Friday, March 30, 2007

Amy Feiman, in memoriam

Amy was commemorated and layed to rest today in North and South Brunswick, both curiously south of New Brunswick. After 6 years of fighting breast cancer, almost the entire period I've known her, she lost at the age of 49.

It was a memorable service. Her husband Aryeh got up and spoke movingly, but with the calm and restraint of someone who was not surprised by a loved one's death. Of how they met by the copier, were engaged three days later, and married on a mountaintop in Israel. Compare with Forrest Whittaker getting both the Golden Globe and the Oscar, the latter he should have seen coming. On both occasions he was so overwhelmed that he could barely get a coherent sentence out. Either way works.

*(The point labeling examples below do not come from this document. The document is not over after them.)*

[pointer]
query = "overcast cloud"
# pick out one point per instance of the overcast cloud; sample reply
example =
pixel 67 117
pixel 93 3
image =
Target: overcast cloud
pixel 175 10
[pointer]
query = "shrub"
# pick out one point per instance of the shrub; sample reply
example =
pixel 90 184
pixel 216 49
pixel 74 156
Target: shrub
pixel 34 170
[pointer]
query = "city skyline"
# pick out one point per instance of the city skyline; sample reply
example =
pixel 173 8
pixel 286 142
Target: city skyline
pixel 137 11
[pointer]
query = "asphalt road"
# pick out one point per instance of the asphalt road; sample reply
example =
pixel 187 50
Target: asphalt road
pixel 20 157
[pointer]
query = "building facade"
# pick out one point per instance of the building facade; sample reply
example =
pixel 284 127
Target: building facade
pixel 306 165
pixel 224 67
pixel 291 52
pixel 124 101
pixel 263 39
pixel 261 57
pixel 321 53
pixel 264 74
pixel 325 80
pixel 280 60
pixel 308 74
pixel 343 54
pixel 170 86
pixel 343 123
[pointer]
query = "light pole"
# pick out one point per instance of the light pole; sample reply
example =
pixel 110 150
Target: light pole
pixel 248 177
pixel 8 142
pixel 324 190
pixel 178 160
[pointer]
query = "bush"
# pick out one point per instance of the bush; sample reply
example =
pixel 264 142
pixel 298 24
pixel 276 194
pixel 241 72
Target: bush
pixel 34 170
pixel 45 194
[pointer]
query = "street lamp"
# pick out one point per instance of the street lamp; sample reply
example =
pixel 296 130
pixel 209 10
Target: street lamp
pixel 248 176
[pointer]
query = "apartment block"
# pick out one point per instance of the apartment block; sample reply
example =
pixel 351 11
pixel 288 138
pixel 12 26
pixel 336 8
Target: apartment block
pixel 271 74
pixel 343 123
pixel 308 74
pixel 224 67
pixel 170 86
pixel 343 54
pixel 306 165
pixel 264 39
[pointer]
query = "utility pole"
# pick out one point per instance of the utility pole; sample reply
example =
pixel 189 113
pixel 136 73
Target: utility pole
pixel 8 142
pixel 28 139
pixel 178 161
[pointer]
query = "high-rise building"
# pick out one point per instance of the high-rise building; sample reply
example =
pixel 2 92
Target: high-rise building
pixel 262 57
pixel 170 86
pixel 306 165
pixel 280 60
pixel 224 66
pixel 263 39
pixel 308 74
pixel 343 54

Many of the speakers chose to bracket their emotions with formal point by point recollections. I'm sure that's about all I could muster. I was impressed that her daughters had it together to speak as well as they did.

There was much wailing. I, personally, was a salt-faced mess, thinking of my sister going through breast cancer at the same time, and how it must be to be her family, etc.

And as I saw Jewish funeral rites for the first time (some beautiful singing, the assembled shovelling dirt in the grave as a "last act of kindness", intensely uniform gravestones), I was both impressed and acutely aware that I was the foreigner here, not just in this congregation, but in this Garden State, so lacking in red clay.


I'm donating to the Dana Farber Center for cancer research.